Et dans une autre lettre, du 14 janvier 1739 : « Je démens les impostures d’un calomniateur, et je méprise les éloges qu’il me donne ; je témoigne ouvertement mon estime, mon amitié, et ma reconnaissance pour vous[3]. »

Il n’est donc que trop avéré, ingrat calomniateur (qu’on nous passe cette exclamation, qui échappe à la douleur) ! il n’est que trop public que le bienfait a été payé d’un libelle. Repentez-vous-en, s’il est possible ; du moins ne comblez pas la mesure de tant de méchancetés en les faisant servir à brouiller deux amis, que tant de liens unissent ; apprenez que l’amitié est presque la seule consolation de la vie, et que la détruire est un des plus grands crimes. M. de Voltaire vous dira : Continuez vos ouvrages, publiez, imprimez, réimprimez sous cent noms différents ce que

  1. Les passages que Voltaire cite ici de trois lettres sont reproduits dans le Mémoire sur la Satire.
  2. Ce texte n’est pas tout à fait celui de la lettre de Thieriot à Mme du Châtelet, du 31 décembre 1738, lettre publiée, en 1826, dans les Mémoires sur Voltaire, etc., par Longchamp et Wagnière, tome II, page 431.

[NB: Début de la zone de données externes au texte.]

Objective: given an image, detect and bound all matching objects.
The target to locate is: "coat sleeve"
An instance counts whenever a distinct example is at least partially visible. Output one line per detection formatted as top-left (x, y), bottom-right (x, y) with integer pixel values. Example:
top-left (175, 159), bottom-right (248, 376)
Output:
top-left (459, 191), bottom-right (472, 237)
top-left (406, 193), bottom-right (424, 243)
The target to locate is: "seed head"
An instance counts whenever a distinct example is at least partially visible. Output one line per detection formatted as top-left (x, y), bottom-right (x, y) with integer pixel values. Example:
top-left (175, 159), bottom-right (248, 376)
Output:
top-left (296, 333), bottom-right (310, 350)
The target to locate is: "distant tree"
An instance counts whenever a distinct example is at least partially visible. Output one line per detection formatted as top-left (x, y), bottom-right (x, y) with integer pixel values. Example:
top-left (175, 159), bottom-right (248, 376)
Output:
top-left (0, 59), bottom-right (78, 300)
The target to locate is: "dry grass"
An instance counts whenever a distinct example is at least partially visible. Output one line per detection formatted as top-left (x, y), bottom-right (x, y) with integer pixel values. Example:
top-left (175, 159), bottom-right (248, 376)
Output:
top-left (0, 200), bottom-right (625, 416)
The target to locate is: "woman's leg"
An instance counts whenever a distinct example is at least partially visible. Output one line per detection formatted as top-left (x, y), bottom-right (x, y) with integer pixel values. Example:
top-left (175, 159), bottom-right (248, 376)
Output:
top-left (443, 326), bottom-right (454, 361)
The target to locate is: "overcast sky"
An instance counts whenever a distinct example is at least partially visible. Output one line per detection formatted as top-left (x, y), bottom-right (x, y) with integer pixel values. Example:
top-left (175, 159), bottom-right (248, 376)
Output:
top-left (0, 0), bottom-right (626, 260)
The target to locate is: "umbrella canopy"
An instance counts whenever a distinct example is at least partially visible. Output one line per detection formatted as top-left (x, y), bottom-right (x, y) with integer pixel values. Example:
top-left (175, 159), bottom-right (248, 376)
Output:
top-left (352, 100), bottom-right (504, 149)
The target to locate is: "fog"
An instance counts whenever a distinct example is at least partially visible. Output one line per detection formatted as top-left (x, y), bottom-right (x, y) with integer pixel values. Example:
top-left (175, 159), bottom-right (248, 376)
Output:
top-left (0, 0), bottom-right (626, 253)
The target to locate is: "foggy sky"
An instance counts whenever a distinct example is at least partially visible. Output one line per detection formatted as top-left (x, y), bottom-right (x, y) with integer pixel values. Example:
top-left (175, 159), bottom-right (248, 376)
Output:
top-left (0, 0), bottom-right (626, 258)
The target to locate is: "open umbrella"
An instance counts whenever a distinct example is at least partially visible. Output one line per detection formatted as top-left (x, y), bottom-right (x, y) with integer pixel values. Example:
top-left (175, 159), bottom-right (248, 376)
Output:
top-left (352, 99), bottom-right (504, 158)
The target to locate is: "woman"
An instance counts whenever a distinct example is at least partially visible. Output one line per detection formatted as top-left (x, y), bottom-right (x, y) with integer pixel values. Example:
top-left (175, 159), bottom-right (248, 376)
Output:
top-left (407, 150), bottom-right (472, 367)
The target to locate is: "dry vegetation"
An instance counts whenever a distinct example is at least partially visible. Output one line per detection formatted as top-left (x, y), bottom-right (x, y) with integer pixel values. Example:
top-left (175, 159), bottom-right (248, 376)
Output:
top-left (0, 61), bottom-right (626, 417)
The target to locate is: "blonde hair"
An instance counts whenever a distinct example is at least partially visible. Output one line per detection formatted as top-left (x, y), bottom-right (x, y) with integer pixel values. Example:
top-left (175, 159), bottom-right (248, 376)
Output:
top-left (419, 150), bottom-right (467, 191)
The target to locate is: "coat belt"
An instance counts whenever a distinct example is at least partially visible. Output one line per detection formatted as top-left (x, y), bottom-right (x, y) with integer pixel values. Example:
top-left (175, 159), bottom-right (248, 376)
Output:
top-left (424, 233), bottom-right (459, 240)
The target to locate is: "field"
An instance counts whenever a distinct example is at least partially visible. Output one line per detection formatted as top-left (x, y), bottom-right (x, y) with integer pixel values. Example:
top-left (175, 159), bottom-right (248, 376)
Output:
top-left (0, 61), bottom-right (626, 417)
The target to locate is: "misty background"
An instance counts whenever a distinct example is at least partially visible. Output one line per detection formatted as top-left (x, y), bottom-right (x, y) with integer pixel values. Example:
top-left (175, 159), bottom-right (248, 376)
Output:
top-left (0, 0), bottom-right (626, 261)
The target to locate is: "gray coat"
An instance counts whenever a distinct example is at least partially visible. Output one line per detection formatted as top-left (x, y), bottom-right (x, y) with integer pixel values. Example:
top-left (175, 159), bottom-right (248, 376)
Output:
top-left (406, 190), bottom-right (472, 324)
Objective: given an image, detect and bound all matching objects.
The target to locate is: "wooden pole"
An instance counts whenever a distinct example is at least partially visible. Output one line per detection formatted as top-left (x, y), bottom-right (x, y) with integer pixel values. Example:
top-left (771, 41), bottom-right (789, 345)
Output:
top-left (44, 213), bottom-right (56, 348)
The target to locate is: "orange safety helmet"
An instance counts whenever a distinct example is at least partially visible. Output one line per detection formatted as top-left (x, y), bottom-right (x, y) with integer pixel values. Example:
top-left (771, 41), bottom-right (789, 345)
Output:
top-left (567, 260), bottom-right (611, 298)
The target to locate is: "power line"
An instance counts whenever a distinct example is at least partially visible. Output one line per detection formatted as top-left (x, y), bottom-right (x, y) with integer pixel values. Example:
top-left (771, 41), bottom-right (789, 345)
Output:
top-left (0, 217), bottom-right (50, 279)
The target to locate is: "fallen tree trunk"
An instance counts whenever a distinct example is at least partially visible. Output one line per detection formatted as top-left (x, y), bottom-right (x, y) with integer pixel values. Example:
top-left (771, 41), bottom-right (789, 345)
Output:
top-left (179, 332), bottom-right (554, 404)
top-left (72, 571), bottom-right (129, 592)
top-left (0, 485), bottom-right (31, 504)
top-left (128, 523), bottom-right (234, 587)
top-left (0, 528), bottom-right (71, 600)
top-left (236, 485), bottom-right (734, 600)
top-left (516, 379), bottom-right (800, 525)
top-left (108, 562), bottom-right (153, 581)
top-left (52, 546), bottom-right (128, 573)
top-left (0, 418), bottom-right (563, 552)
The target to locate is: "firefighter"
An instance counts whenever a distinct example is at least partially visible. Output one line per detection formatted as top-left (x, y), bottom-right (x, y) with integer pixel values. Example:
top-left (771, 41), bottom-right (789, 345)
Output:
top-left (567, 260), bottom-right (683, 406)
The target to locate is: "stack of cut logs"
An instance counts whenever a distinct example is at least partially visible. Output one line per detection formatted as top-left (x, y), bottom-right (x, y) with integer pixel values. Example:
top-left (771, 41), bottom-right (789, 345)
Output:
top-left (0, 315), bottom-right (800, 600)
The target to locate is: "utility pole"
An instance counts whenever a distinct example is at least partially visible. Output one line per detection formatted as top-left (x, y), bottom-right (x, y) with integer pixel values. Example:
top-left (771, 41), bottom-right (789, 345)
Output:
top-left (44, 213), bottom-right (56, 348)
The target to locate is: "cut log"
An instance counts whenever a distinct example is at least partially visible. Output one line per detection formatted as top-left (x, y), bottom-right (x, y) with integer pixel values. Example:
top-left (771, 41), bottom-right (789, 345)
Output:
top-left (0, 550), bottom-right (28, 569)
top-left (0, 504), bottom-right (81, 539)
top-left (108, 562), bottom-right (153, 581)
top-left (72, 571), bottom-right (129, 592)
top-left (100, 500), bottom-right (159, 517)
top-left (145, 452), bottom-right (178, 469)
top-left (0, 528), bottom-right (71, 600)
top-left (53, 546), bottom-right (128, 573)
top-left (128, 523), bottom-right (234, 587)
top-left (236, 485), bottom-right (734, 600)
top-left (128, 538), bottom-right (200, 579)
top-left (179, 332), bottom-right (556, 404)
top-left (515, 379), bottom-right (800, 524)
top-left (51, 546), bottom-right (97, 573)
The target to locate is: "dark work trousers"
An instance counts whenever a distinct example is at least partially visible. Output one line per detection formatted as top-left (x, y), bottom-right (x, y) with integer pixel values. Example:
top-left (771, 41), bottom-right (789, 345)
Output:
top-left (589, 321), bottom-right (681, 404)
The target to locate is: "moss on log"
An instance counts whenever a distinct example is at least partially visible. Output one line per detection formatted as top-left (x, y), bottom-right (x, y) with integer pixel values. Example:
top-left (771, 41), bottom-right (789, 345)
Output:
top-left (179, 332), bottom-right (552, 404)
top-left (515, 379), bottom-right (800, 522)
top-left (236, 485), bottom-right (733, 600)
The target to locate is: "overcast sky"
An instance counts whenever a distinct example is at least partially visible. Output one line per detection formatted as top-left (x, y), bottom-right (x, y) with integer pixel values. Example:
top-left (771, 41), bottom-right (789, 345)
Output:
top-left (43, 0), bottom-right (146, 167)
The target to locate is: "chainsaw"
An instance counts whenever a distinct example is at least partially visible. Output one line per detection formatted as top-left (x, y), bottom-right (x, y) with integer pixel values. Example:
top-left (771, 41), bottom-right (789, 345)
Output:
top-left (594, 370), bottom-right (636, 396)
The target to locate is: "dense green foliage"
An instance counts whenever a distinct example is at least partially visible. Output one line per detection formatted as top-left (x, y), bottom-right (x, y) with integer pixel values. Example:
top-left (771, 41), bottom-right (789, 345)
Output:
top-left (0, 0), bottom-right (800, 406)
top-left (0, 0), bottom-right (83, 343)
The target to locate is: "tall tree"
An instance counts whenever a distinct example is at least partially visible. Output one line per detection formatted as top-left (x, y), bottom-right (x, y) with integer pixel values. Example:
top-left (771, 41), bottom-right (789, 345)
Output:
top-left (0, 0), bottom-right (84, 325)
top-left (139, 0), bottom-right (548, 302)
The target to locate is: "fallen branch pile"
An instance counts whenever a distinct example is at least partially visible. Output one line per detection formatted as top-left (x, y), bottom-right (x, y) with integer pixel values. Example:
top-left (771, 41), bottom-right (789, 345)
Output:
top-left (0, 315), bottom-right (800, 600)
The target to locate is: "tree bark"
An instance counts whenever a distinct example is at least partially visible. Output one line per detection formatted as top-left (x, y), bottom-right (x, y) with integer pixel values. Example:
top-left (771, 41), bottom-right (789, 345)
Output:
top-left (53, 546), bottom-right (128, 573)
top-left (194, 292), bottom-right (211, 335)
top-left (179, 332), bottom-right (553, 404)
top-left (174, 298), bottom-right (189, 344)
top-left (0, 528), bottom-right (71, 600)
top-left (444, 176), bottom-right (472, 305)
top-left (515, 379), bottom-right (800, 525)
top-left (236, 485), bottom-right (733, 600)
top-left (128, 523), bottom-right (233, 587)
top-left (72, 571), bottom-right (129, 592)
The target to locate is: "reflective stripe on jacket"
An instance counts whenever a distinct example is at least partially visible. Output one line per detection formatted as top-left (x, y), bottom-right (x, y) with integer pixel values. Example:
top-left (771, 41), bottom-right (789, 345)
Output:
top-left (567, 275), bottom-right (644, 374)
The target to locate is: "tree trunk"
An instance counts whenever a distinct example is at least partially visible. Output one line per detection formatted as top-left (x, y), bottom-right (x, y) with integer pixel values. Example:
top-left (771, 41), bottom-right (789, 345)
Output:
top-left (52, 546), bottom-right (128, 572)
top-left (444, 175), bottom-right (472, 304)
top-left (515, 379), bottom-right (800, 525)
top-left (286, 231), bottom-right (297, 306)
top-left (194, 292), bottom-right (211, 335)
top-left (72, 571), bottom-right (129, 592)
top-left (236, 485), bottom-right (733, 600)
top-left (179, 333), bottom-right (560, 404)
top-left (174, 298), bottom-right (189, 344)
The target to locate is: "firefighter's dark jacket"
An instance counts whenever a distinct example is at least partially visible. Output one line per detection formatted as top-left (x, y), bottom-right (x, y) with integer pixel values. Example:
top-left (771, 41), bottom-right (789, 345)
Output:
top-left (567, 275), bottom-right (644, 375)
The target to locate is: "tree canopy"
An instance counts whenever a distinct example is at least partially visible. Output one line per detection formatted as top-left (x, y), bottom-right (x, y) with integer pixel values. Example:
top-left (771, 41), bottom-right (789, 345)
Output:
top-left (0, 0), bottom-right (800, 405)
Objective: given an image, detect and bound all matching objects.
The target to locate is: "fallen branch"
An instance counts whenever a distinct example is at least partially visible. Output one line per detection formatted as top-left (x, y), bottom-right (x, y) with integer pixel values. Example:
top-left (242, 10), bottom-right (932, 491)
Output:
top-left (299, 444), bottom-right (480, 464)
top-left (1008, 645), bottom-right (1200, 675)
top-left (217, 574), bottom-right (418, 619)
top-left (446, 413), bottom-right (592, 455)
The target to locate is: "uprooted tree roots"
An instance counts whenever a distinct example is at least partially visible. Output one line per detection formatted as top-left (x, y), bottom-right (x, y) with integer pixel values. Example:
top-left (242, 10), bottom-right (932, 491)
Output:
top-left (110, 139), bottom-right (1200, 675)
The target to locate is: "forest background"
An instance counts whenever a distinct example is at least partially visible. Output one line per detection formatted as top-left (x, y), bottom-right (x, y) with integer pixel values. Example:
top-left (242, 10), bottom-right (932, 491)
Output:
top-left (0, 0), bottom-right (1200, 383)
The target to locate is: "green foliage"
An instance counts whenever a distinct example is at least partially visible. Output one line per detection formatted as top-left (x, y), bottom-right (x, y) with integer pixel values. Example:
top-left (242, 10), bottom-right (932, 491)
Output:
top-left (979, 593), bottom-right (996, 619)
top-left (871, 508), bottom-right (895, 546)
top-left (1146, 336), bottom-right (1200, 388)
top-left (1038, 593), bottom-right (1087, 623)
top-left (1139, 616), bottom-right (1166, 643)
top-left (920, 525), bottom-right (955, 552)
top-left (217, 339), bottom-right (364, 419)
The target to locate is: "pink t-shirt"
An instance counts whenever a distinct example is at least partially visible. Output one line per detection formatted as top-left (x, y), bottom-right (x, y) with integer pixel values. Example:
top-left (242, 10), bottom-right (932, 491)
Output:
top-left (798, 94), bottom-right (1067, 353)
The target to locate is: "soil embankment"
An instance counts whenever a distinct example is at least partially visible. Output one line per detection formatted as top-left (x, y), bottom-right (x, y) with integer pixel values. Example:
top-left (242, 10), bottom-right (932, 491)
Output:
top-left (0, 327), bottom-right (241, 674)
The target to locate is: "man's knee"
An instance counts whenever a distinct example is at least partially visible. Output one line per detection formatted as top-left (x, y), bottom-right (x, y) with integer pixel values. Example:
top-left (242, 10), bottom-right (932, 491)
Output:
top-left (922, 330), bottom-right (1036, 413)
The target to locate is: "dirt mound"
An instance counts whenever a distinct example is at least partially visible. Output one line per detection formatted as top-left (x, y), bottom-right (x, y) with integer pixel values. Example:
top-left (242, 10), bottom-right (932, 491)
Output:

  3. Avec quelle audace aveugle le sieur Desfontaines ose-t-il défier qu’on lui montre un seul exemplaire de ce libelle, intitulé Apologie ? Peut-il nier que, malgré les soins du sieur Thieriot, il n’en ait échappé quelques exemplaires ? L’abbé Desfontaines lui-même, dans un autre de ses libelles, intitulé Pantalon Phœbus, page 73, fait parler ainsi M. de Lamotte : « J’ai été bien maltraité dans un écrit intitulé Apologie de Voltaire ; ce qui me console, c’est que cet ouvrage a été supprimé. » Voilà donc l’abbé Desfontaines convaincu par lui-même. (Note de Voltaire.) — C’est au nombre 64 du Pantalon Phœbeana, imprimé à la suite du Dictionnaire néologique, qu’est la phrase citée par Voltaire dans cette note. (B.)